Your combination ( 7D & 1.8 ) is capable of producing some powerful video results. Just treat that 1.8 very gently -- it's not know for its durability.
The neutral density filter advice is correct. If you want to save money, buy simple ND filters -- from memory I think, think, the one to start out with for daylight shots is the 4 stop filter. I use a variable ND, and it cost much more. It's the difference between thirty bucks and two hundred.
Stopping your nifty-fifty down to 2.8 is also good advice. After you get your ND filter and shoot something outside, the difference in sharpness between 1.8 and 2.8 will be shockingly apparent.

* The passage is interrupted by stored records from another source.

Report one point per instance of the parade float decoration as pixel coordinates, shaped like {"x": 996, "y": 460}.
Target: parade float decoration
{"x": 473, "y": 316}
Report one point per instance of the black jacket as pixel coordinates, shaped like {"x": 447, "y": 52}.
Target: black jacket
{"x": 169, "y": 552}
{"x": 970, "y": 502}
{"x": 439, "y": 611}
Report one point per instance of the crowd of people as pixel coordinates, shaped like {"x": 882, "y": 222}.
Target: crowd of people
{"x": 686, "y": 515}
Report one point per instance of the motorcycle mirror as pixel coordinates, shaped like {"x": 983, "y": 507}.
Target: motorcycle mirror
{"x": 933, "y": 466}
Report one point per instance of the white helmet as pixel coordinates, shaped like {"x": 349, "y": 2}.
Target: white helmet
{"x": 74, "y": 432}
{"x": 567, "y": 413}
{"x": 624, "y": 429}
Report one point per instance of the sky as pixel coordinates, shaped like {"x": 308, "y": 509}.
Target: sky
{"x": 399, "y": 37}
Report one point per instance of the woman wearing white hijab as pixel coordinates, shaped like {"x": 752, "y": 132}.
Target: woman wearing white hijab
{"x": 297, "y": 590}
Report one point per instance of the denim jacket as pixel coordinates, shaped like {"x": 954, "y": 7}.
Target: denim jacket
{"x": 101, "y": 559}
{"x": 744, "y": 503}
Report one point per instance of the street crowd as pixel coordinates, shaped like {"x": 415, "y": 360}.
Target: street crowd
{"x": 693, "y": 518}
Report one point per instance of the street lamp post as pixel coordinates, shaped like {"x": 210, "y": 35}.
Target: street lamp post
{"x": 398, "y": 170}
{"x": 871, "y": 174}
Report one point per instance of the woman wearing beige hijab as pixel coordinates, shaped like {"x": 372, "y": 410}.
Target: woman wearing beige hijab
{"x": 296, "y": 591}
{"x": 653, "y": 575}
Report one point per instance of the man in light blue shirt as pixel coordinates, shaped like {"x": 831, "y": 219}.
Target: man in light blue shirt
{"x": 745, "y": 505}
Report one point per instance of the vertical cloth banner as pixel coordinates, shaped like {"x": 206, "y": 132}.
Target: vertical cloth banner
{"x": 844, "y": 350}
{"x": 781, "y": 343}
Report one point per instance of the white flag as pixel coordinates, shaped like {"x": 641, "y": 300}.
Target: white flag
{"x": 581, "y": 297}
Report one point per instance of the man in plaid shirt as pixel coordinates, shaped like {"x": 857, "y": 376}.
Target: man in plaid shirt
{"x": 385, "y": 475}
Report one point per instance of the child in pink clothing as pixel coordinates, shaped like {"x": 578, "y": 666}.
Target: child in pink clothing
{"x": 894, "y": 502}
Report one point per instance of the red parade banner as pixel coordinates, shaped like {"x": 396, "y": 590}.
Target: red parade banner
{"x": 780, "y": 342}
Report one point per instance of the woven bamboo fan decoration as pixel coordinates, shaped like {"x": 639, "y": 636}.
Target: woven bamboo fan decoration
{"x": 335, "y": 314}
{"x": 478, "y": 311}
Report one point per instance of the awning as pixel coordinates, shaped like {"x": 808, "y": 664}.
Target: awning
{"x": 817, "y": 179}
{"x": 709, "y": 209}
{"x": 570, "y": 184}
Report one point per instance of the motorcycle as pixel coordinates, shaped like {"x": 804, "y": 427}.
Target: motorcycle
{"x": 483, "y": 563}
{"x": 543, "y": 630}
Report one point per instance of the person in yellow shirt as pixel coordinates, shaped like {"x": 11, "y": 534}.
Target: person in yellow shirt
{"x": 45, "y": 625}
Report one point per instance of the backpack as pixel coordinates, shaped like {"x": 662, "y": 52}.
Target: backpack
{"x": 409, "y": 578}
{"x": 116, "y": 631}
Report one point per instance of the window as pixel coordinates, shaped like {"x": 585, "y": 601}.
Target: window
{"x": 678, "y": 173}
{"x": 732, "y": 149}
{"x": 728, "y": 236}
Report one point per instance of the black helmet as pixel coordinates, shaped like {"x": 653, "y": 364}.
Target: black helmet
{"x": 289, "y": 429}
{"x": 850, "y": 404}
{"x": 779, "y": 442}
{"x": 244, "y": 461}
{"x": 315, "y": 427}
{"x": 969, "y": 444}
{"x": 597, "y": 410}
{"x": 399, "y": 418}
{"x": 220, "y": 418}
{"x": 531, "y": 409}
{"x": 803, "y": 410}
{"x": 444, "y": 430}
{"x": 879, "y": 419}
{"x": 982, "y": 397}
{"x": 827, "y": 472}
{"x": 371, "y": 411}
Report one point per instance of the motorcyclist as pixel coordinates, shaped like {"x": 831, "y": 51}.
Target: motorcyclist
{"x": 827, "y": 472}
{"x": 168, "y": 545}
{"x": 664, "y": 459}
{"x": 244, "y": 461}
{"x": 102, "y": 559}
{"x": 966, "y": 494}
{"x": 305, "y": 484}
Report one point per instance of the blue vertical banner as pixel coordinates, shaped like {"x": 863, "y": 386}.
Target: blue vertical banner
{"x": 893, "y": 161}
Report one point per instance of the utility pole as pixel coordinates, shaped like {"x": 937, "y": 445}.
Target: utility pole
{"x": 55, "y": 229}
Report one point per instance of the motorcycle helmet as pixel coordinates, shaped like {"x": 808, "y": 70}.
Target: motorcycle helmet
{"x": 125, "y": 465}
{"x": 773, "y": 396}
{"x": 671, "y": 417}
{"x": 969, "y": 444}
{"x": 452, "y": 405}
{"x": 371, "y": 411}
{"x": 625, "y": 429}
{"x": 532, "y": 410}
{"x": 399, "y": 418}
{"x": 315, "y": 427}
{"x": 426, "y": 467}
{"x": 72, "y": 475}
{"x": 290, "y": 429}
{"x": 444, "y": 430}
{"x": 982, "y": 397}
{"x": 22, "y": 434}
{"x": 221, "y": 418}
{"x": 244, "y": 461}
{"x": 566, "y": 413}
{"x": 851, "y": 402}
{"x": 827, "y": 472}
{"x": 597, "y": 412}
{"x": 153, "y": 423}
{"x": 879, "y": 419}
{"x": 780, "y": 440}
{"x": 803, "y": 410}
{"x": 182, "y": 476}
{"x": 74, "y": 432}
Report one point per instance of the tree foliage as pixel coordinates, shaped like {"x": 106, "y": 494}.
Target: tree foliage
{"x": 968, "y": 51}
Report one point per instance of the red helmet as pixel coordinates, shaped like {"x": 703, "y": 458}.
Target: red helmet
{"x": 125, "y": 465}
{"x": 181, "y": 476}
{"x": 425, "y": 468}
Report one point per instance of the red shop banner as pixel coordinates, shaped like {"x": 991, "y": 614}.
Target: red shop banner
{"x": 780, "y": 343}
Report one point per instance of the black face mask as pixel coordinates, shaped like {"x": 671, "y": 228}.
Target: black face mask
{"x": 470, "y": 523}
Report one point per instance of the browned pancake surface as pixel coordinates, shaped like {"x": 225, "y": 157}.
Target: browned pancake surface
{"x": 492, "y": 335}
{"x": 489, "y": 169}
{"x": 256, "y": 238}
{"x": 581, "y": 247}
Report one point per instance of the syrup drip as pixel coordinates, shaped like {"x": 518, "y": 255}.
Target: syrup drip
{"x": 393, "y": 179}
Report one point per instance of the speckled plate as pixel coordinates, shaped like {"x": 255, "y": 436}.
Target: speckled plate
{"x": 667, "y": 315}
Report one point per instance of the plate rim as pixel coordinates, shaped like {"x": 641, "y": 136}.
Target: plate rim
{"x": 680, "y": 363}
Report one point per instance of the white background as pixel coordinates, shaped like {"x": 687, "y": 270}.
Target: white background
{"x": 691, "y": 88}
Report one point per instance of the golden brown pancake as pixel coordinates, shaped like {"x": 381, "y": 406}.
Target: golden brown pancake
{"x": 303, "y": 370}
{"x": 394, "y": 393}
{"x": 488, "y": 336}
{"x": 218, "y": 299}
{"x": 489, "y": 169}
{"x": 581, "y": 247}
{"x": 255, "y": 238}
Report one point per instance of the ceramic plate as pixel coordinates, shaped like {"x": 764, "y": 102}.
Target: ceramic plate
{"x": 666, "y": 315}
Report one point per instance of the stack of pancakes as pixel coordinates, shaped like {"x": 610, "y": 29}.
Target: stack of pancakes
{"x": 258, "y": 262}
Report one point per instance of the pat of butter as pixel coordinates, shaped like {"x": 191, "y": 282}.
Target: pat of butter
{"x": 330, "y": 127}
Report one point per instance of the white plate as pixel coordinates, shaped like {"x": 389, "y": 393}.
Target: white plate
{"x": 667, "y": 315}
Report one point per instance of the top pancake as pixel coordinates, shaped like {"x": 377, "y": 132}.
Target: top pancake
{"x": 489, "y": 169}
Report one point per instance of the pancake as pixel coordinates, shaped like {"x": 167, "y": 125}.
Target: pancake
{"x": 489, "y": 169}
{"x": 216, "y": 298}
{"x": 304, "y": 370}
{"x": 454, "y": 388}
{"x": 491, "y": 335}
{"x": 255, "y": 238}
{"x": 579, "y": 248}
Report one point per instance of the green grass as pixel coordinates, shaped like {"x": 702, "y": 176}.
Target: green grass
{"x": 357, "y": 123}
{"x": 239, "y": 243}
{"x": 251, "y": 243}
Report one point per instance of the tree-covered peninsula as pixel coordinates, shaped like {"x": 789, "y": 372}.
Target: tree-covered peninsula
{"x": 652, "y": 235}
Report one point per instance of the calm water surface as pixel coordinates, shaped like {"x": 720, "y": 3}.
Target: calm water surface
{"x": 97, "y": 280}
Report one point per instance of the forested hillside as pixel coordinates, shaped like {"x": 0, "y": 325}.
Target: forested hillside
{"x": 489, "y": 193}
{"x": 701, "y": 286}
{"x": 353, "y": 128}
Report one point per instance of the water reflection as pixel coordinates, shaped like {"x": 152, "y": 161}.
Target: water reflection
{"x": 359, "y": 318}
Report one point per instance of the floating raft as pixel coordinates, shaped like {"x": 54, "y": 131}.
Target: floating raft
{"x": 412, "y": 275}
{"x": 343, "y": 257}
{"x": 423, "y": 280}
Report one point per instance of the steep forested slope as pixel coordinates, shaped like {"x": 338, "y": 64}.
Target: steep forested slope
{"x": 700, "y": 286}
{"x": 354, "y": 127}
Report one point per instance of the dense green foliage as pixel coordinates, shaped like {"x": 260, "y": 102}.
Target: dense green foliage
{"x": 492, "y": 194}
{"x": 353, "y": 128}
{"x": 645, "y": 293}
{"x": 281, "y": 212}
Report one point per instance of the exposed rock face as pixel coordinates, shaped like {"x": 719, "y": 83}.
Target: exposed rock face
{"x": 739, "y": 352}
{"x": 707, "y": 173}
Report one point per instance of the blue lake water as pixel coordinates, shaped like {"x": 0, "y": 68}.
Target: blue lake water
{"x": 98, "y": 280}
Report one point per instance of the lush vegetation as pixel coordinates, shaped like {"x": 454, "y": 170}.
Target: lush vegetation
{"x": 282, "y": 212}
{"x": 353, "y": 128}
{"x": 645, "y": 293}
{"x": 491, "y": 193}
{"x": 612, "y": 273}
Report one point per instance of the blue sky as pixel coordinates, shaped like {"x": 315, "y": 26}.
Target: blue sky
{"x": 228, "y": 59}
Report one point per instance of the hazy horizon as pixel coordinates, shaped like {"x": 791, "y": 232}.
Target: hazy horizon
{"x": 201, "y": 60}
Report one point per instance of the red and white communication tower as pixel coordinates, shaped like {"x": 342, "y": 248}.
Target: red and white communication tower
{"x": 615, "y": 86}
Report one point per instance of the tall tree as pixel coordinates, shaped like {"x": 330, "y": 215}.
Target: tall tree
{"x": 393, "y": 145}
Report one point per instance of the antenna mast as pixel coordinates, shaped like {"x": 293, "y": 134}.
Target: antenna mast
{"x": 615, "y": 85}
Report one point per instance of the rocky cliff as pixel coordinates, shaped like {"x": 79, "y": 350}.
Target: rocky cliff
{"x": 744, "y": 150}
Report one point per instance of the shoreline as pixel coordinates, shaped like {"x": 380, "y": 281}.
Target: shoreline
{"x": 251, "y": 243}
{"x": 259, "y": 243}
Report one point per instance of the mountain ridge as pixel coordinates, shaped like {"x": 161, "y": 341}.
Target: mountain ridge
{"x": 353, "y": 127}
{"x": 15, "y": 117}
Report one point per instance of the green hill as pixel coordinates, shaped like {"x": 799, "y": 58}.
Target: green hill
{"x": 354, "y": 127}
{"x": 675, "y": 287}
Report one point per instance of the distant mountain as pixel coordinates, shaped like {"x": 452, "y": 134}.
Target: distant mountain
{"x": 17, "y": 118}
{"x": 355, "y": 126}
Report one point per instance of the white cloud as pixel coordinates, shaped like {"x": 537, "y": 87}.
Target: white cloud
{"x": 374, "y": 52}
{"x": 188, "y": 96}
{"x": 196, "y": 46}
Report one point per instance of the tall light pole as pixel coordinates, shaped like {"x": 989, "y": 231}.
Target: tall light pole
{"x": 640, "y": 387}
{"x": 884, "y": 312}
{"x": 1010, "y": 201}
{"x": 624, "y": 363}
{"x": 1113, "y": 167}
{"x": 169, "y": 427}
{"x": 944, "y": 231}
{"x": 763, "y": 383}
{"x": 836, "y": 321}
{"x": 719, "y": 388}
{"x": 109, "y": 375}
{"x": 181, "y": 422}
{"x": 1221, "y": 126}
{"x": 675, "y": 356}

The "cinema" look on your 7D is shutter at 1/50th at 1080/24p. But, don't get too chained down by the "shutter rules." Experiment, be free, be bold. The shutter speed isn't what's creating a "cinematic" look -- it's your frame rate (60p, 30p, 24p) that has the most obvious effect. 24p is the "movie" frame rate, 30p is the TV frame rate, and 60p (at 720) is the HD cable news network look frame rate.
I think someone in this thread asked if the 5D or 7D is being used more for productions. The honest answer is they're both being used -- and everyone who's using them both is waiting for the 5Dm3. Currently, either is a good option relative to HDSLR video. For example, Philip Bloom, the guru-extraordinaire of HDSLR video, his favorite camera is the 5D. However, according to him, almost everything he shot for George Lucas on "Red Tails" was done on a 7D because you can mount a PL lens on a 7D -- but can't on a 5D.
So -- can you use your nifty-fifty and 7D to make a feature film? Absolutely yes. Your issue isn't lack of equipment, it's lack of experience. Learn, learn, learn, practice, practice, practice, test, test, test...... Your only barriers are your skills and imagination.